In an article titled: “Sherlock Holmes of Armenian Genocide” Uncovers Lost Evidence, the New York Times reported that Taner Akcam, a Turkish historian at Clark University in Worcester, MA, has come upon an original telegram from the military tribunals that initially convicted the Armenian genocide’s planners. This key evidence has long been missing, and the lack of original documents, the Times said, is the foundation of the Turkish narrative of denying the genocide. “Until recently, the smoking gun was missing,” Akcam told the Times. “This is the smoking gun.”

The telegram, in code, is from Behaeddin Shakir, a high ranking Ottoman official, to a colleague, inquiring about specifics regarding the deportation and murder of Armenians in Eastern Anatolia.

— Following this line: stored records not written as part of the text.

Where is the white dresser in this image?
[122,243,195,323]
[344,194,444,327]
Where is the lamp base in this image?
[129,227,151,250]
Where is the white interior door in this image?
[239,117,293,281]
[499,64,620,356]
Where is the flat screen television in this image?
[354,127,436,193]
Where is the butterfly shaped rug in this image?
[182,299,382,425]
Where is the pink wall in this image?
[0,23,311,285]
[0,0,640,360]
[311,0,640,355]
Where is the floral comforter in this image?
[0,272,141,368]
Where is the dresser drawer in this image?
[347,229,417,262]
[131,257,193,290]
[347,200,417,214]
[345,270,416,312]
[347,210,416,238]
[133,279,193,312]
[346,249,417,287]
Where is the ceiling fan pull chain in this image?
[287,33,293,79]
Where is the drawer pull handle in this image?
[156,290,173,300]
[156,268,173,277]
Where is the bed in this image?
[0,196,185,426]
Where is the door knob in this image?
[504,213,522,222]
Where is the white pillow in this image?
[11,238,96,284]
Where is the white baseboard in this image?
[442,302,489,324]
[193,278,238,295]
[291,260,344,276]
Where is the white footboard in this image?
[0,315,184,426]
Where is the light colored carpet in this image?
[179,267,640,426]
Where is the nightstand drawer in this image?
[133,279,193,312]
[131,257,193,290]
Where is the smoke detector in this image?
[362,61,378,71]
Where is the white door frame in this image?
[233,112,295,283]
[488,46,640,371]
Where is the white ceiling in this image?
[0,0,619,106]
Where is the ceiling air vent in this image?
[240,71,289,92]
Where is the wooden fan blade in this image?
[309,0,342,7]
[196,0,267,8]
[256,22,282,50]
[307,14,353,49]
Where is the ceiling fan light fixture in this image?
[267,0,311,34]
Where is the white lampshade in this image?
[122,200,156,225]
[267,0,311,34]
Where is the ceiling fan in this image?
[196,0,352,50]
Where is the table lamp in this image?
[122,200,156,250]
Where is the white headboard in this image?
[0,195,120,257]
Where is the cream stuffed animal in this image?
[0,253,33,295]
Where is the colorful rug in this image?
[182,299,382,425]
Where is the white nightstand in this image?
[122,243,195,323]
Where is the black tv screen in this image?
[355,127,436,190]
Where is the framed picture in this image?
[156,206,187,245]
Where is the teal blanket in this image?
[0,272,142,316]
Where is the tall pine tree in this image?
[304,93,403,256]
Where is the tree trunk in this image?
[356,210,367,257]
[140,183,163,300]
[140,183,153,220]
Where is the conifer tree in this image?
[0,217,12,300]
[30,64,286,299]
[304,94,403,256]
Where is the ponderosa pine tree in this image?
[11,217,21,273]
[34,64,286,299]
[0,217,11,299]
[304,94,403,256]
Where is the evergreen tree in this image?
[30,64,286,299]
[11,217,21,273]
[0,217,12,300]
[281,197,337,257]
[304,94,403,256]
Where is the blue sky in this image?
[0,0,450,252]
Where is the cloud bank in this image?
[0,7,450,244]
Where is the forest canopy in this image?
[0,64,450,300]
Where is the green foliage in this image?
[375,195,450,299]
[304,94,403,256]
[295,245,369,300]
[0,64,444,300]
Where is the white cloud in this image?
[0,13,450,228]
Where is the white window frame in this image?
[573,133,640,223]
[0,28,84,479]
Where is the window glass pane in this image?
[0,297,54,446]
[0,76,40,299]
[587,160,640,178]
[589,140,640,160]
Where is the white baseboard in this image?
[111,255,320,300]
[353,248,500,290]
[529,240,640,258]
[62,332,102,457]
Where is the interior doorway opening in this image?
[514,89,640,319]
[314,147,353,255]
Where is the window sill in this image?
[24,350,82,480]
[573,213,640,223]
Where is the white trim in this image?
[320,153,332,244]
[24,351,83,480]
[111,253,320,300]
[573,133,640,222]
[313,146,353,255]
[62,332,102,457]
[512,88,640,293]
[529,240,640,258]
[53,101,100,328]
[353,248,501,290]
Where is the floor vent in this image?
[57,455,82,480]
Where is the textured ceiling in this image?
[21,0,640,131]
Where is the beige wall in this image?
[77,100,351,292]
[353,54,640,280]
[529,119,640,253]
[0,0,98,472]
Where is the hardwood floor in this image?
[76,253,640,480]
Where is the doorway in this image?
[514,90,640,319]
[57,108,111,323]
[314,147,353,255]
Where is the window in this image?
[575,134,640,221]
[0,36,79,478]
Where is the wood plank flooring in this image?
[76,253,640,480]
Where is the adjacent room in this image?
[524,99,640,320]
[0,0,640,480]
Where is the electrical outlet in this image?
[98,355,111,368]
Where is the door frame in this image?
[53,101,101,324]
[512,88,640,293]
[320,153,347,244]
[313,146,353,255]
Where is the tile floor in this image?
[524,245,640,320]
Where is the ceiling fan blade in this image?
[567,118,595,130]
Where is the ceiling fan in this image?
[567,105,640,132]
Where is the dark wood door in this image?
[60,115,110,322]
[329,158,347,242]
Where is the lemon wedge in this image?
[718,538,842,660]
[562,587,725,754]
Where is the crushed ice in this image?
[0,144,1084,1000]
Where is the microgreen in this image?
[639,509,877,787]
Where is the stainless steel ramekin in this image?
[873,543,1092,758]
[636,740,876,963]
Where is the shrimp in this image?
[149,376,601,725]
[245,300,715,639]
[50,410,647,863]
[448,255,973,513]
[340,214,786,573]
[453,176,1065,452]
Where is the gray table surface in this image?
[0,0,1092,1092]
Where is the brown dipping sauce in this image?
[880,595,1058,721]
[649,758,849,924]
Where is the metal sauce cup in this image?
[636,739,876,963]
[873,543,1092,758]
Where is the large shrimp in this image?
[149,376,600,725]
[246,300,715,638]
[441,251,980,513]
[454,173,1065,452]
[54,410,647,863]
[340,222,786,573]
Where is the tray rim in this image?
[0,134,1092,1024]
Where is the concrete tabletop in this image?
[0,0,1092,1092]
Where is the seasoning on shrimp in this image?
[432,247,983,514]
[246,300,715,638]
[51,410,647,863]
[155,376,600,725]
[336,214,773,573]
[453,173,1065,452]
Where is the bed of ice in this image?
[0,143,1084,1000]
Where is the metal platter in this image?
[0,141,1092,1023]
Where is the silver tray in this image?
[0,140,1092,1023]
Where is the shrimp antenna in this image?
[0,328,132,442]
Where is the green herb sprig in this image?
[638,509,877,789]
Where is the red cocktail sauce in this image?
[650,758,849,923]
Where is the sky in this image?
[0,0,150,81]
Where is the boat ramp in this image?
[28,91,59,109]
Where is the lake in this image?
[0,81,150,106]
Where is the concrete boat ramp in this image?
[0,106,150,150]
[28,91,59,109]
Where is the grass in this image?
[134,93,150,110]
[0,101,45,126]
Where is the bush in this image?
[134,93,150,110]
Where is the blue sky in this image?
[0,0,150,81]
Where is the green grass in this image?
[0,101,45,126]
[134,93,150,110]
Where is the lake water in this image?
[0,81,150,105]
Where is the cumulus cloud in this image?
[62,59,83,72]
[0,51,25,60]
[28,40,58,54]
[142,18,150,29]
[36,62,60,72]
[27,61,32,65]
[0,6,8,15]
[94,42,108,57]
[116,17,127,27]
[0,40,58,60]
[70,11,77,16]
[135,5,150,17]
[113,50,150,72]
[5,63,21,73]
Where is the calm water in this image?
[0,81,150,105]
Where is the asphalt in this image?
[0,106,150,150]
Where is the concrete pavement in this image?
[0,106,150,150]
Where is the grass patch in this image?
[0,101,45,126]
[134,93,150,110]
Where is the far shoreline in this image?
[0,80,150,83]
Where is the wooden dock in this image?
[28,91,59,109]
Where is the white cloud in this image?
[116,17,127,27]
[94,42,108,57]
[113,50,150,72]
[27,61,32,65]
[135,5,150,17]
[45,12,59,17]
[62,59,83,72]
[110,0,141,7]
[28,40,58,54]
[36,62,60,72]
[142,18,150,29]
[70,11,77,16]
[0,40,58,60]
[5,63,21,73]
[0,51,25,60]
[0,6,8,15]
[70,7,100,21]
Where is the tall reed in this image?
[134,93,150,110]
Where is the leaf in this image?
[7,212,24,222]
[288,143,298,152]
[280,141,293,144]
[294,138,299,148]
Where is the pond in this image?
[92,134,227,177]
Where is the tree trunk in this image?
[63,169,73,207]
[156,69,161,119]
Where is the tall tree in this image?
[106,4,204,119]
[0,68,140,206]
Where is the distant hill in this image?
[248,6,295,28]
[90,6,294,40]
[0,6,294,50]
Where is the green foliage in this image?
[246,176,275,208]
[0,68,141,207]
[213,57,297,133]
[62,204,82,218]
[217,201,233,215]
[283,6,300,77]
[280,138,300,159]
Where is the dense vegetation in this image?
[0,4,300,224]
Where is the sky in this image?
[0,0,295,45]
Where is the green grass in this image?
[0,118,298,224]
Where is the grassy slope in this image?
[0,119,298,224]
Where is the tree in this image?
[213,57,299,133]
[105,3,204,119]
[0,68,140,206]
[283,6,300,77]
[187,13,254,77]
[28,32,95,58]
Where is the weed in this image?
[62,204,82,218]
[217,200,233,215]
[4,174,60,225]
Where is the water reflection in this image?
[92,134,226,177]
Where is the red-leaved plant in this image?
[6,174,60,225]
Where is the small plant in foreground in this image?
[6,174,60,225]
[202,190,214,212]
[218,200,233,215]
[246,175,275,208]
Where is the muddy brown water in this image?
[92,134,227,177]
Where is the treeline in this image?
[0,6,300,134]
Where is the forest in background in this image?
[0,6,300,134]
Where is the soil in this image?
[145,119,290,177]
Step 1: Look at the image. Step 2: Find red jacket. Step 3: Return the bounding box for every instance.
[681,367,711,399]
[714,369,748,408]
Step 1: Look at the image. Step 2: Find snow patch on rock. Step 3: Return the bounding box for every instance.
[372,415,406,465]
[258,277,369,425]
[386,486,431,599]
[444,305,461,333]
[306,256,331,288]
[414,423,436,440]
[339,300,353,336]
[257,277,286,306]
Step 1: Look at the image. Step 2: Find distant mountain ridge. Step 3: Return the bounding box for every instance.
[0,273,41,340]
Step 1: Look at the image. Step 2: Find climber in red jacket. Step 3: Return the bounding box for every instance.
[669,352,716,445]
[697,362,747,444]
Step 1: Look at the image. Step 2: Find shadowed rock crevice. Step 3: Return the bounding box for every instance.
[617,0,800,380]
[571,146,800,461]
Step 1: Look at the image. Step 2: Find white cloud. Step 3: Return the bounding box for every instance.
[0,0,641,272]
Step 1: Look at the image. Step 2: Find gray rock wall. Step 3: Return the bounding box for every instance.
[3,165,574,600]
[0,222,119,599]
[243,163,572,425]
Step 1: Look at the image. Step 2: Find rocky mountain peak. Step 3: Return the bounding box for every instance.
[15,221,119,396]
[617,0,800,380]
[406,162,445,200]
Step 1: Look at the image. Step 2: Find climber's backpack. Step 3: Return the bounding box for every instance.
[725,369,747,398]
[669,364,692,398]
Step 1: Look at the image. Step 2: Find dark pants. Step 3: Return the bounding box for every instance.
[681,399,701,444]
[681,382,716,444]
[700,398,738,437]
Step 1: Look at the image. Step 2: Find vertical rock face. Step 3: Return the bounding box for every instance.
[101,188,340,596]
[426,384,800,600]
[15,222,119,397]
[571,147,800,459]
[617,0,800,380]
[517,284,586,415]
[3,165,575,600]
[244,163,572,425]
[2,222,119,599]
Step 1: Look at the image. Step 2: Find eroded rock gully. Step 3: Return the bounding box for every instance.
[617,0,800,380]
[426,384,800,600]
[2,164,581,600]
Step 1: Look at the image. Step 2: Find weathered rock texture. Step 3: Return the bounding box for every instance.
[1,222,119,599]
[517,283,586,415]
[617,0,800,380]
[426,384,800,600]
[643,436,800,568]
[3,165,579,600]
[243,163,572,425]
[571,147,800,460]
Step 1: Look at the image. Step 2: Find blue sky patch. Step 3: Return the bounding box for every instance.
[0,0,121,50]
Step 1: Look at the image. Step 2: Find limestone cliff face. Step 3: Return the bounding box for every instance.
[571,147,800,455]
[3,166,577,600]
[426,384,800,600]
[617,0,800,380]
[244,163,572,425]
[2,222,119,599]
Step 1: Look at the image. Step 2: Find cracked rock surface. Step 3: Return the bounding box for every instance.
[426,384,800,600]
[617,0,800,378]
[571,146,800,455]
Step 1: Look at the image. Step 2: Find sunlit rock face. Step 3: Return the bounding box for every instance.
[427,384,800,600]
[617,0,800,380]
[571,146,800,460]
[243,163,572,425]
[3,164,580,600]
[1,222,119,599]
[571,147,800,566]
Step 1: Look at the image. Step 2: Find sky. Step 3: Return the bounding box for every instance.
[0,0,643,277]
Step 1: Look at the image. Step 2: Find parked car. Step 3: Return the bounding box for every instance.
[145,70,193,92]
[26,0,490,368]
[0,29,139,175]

A copy of this telegram was used in Shakir’s conviction, shortly before almost all the original documents and testimony went missing, forcing scholars to rely on secondary sources for their research on the topic.

According to the Times, Armenian leadership in Istanbul shipped 24 boxes of records to England when Turkish Nationalists were seizing control of the country in 1922. The documents then made their way to France in the care of a bishop and finally to the archive of the Armenian Patriarchate of Jerusalem, where they’ve remained since the 1930s, inaccessible to scholars “for reasons that are not entirely clear.”

Akcam came upon photographs of the original telegram in New York, the possession of the nephew of a now-dead Armenian monk.